Monday, April 12, 2010

A post in which I look a gift horse in the mouth, and finally start hatting again

Eventually.

I did start off the day by calling Al. He came through the kinky talk OK, so I wanted to get some other things out of the way so I could quit worrying about them. He came through it all in stride, and he has a great voice.

I went to the grocery store on the way home, ate dibs and dabs out of the fridge, washed the shower curtain, etc. But I finally got the hat out and got back to work tonight. Thank goodness. I did make some good progress, and I don't think it will be a problem to finish.

Al and I have stayed in touch, and talked all day today. He actually sent me a very nice and reassuring message after our talk this morning.

He is a sweet, funny man, but I can't help but wonder about his job. He just seems to work all. the. time. I tried seeing if he could go to dinner tonight, but he apparently is required to put in a 12-15 hour day each day this week since the GM is out on vacation.

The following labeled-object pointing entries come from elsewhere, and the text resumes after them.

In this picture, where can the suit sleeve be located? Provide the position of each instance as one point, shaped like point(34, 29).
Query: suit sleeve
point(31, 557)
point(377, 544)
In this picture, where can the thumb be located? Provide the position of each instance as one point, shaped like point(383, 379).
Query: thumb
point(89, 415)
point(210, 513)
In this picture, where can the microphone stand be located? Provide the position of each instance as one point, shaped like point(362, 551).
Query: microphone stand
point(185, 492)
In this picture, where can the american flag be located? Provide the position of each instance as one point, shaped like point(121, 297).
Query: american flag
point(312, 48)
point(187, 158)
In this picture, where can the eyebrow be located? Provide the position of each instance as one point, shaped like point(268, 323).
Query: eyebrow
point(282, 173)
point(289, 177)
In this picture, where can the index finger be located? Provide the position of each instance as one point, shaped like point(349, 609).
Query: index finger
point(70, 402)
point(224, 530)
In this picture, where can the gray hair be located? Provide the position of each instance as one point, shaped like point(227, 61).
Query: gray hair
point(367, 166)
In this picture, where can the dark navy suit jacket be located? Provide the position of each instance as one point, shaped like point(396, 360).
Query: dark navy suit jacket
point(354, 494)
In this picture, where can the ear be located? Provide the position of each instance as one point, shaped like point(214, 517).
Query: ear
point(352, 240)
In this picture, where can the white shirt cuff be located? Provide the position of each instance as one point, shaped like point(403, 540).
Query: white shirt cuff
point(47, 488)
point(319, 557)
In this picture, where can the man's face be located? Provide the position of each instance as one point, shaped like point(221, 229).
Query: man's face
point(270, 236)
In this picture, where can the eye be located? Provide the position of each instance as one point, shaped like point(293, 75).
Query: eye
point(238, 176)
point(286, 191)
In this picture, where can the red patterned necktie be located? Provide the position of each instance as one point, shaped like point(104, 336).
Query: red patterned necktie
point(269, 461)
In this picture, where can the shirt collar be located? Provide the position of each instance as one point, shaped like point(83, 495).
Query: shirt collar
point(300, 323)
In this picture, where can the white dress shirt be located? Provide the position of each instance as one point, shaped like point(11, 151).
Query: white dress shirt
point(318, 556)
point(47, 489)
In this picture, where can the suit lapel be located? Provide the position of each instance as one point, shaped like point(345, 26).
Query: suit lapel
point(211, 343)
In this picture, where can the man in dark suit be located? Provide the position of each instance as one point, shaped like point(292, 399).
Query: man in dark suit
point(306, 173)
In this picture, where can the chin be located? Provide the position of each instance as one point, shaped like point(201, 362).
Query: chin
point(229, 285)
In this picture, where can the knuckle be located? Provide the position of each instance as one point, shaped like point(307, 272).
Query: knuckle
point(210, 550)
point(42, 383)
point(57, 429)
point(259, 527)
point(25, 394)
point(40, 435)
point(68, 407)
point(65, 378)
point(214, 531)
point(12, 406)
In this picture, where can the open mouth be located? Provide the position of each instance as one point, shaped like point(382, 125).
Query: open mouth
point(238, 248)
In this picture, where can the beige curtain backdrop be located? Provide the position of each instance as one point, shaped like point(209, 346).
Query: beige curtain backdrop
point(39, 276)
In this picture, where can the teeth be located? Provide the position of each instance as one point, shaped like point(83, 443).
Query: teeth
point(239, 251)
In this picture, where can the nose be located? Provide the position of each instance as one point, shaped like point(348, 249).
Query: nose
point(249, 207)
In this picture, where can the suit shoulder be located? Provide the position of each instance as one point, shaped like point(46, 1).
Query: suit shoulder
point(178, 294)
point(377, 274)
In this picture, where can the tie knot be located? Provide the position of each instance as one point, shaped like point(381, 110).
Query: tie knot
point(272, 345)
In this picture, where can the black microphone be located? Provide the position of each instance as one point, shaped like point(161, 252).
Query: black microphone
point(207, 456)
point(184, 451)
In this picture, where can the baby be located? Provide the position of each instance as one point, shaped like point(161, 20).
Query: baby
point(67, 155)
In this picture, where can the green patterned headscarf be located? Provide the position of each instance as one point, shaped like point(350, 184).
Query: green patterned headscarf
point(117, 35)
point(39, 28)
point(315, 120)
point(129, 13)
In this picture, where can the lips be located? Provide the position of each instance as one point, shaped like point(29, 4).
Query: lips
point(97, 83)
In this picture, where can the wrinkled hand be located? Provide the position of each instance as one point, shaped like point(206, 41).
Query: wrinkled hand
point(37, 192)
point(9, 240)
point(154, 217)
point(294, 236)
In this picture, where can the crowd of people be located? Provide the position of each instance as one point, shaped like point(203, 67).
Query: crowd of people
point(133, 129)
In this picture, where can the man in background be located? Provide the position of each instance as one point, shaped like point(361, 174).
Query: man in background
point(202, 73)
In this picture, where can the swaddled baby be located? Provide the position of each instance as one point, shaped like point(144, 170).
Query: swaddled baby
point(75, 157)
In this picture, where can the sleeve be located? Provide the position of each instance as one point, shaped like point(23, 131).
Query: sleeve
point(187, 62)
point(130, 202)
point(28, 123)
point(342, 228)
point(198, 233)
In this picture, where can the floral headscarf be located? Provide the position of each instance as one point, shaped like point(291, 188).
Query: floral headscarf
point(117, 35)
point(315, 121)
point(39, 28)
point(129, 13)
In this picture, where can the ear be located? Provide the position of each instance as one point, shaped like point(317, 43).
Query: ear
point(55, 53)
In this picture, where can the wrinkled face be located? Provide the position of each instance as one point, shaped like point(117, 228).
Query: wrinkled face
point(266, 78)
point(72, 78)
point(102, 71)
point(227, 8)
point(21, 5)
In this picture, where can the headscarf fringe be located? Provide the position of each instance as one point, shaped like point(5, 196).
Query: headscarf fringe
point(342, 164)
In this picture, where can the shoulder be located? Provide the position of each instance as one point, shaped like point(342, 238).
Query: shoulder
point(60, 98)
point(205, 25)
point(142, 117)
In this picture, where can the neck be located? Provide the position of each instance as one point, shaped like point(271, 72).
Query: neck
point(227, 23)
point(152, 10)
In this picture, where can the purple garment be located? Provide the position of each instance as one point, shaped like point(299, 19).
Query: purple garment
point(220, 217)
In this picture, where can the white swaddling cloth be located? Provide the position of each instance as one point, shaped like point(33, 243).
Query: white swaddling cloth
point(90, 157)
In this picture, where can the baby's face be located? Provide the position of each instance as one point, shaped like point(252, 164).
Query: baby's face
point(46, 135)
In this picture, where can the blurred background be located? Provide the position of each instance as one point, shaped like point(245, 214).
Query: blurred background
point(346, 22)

He is "supposed to" be off on Thursday, but apparently his schedule changes constantly. I'm thinking who can live this way?

It also takes me back to one of the frustrations with Michael. He was *never* off work the entire time we were together. He was always on call. We would have to pull off the highway for him to call his boss with answers to inane questions on trips. When we were in Hawaii we spent mornings looking for wi-fi areas that would allow him to update the website. But at least he could go places. It seems like this guy just lives at the store where he works.

He has told me that this is an exceptional week, but I kind of have the feeling that it isn't. Am I projecting all this on him? Am I just looking for something wrong with any guy who gets interested, however peripherally? He did tell me that he never gets weekends off. One of the reasons I want to have someone is to go places and do things with, and that doesn't seem as if it will be much of an option here. I mean, what's the point of having a boyfriend if I still have to go to all the parties by myself? I don't want to look back on my life and see years of waiting to get to see my lover because he worked all the time. But then again, I suppose it could be worse to look back and to have never been special to anyone at all. I'm torn.

He's a sweet guy. And I like him a lot. But tonight I am discouraged.